A.M. Best Co. announced that it has affirmed the financial strength ratings of “A” (Excellent) of Swiss-based Zurich Financial Services Group (ZFS) and its core subsidiaries.
It has also assigned an issuer credit rating (ICR) of “a” to each of these companies “reflecting A.M. Best’s opinion, expressed on the credit market scale, as to the overall ability of ZFS and its core subsidiaries to meet their senior obligations, which are insurance policies; hence both ratings (financial strength and ICR) are at the same level.”
Concurrently, Best affirmed the ratings of “a” and “a-” on the senior and subordinated debt instruments, respectively, issued or guaranteed by ZFS. “The outlook for all these ratings has been changed to stable from positive, reflecting A.M. Best’s opinion that future non-life earnings, at this stage in the underwriting cycle, are unlikely to be supportive of a higher rating level,” said the announcement. Best has assigned an indicative rating of “a” to the forthcoming senior notes issue.
“The ratings reflect the overall improvement of operating performance, excellent business position in selected core markets (Switzerland, Germany, Italy, Spain, United Kingdom and North America), despite slower growth, and excellent consolidated risk-based capitalisation,” said Best.
The rating agency cited two offsetting factors: “the potential for further reserve strengthening and the continuing reliance on the management fee income from the Farmers P&C Group towards overall ZFS earnings.”
The bulletin noted that, as Best had anticipated, ZFS earnings improved in the first half of 2004 to $1.4 billion from $800 million in the first half of 2003. “ZFS’ strict implementation of its aggressive global profit and risk-based capital improvement programmes focused on reducing costs and enhancing efficiency (underwriting and claims management) and by disposing of non-core subsidiaries that did not meet ZFS’ profitability targets,” Best continued. “The effect of the profit improvement programme is likely to continue to be reflected in 2004 and 2005, allowing ZFS to improve on the 2003 operating consolidated return on equity (ROE) of 12 percent.
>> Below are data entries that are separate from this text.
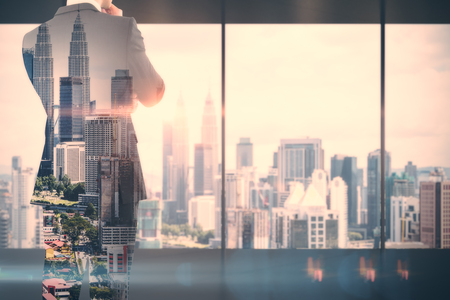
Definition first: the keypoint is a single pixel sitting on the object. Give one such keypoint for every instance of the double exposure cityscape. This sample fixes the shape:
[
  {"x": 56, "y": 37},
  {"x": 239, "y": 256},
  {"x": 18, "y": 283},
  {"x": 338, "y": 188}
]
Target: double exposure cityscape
[{"x": 91, "y": 207}]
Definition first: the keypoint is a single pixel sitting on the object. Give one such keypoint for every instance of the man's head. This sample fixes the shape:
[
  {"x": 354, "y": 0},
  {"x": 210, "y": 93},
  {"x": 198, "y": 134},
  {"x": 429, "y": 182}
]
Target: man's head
[{"x": 106, "y": 4}]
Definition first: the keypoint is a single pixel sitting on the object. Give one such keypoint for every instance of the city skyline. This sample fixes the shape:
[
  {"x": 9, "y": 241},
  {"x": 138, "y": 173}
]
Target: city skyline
[{"x": 430, "y": 70}]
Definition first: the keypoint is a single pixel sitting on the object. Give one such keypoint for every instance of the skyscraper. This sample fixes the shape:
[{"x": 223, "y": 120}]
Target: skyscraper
[
  {"x": 411, "y": 170},
  {"x": 374, "y": 178},
  {"x": 28, "y": 55},
  {"x": 121, "y": 89},
  {"x": 435, "y": 213},
  {"x": 167, "y": 151},
  {"x": 180, "y": 153},
  {"x": 203, "y": 178},
  {"x": 297, "y": 159},
  {"x": 79, "y": 62},
  {"x": 346, "y": 168},
  {"x": 70, "y": 160},
  {"x": 100, "y": 140},
  {"x": 71, "y": 109},
  {"x": 209, "y": 133},
  {"x": 244, "y": 153},
  {"x": 23, "y": 219},
  {"x": 43, "y": 83},
  {"x": 339, "y": 203}
]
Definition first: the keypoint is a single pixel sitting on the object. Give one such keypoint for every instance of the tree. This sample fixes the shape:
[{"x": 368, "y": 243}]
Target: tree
[
  {"x": 92, "y": 234},
  {"x": 74, "y": 227},
  {"x": 74, "y": 292},
  {"x": 65, "y": 181},
  {"x": 354, "y": 236},
  {"x": 90, "y": 212},
  {"x": 59, "y": 189}
]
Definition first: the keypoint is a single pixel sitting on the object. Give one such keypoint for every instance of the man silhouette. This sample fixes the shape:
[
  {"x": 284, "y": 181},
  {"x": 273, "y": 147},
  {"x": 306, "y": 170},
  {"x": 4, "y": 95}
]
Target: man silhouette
[{"x": 90, "y": 57}]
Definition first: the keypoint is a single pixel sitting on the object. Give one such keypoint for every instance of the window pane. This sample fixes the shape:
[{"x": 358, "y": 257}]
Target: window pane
[{"x": 417, "y": 136}]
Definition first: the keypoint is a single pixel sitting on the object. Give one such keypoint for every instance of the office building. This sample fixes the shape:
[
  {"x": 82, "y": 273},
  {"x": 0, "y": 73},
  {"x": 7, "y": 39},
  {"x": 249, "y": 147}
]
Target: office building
[
  {"x": 397, "y": 186},
  {"x": 209, "y": 133},
  {"x": 28, "y": 55},
  {"x": 411, "y": 171},
  {"x": 435, "y": 212},
  {"x": 339, "y": 204},
  {"x": 149, "y": 225},
  {"x": 297, "y": 159},
  {"x": 203, "y": 170},
  {"x": 167, "y": 152},
  {"x": 70, "y": 160},
  {"x": 374, "y": 178},
  {"x": 244, "y": 153},
  {"x": 4, "y": 229},
  {"x": 404, "y": 219},
  {"x": 247, "y": 229},
  {"x": 201, "y": 212},
  {"x": 79, "y": 63},
  {"x": 100, "y": 140},
  {"x": 23, "y": 219},
  {"x": 120, "y": 187},
  {"x": 43, "y": 83},
  {"x": 71, "y": 109},
  {"x": 180, "y": 153}
]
Reported half-year consolidated combined ratio fell by 2.1 percentage points to 96.7 percent and it is likely to be maintained at year-end 2004 as ZFS continues to benefit from disciplined underwriting and its focus on operational efficiency. Increased frequency and severity from catastrophe losses could, however, negatively impact 2004 earnings.”
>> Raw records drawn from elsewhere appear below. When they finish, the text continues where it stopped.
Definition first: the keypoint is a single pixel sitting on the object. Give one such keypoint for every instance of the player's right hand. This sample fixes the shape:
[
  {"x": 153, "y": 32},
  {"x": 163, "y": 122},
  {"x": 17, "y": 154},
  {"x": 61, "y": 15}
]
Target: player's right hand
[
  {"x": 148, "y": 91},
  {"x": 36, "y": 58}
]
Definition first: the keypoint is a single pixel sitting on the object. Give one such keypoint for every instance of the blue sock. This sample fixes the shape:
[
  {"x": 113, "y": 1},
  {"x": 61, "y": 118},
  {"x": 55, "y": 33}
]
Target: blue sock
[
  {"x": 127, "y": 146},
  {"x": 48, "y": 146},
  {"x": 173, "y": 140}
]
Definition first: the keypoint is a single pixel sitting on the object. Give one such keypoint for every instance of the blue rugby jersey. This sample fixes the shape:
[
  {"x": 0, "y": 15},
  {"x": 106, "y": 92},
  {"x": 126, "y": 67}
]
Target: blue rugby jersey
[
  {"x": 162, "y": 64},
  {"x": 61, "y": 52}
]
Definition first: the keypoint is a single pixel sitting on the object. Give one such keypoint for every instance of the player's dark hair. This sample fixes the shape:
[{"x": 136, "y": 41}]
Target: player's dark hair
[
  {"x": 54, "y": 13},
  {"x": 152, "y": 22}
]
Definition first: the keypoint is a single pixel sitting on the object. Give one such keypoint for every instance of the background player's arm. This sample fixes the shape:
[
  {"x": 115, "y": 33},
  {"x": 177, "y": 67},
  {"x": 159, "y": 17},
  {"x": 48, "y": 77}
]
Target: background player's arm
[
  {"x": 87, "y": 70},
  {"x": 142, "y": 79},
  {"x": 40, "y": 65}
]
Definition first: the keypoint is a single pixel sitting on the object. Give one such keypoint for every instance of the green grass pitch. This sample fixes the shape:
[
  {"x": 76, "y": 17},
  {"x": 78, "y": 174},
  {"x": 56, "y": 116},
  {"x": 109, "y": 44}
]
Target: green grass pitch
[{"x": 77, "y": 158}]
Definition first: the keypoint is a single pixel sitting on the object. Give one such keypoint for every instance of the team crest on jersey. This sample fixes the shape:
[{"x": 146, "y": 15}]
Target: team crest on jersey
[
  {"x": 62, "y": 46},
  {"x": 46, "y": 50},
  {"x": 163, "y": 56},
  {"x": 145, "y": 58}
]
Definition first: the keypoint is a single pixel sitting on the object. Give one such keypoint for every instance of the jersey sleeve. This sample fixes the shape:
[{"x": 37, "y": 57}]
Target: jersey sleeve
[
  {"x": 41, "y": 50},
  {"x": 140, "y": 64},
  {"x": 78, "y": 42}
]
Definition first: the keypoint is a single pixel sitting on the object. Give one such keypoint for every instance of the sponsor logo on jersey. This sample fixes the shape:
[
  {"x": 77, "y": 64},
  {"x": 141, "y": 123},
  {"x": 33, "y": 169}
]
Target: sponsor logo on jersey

Best also stressed: “ZFS has a leading profile as a general insurer in its selected core markets (Switzerland, Germany, Italy, Spain, United Kingdom and North America).” Best said it expects “modest consolidated non-life premium growth in 2004 and 2005 following strong growth in 2003 (22 percent),” mainly due to “some softening of premium rates.” Consolidated life premium is likely to decrease by 5to 10 percent in 2004,” as ZFS has reduced its exposure to underperforming life business.
Best also indicated that it “expects retained earnings to further improve ZFS’ level of risk-adjusted capitalization, despite rising interest rates that are likely to negatively affect the prospects for unrealised gains at the level achieved during 2003.” There were improvements in 2003, but ZFS’ net income was impacted by reserve strengthening of approximately $1.9 billion, $800 million of which related to North America Corporate and $700 million related to Bermuda-based Centre Solutions Ltd. Best said it “remains concerned about potential for further reserve strengthening.”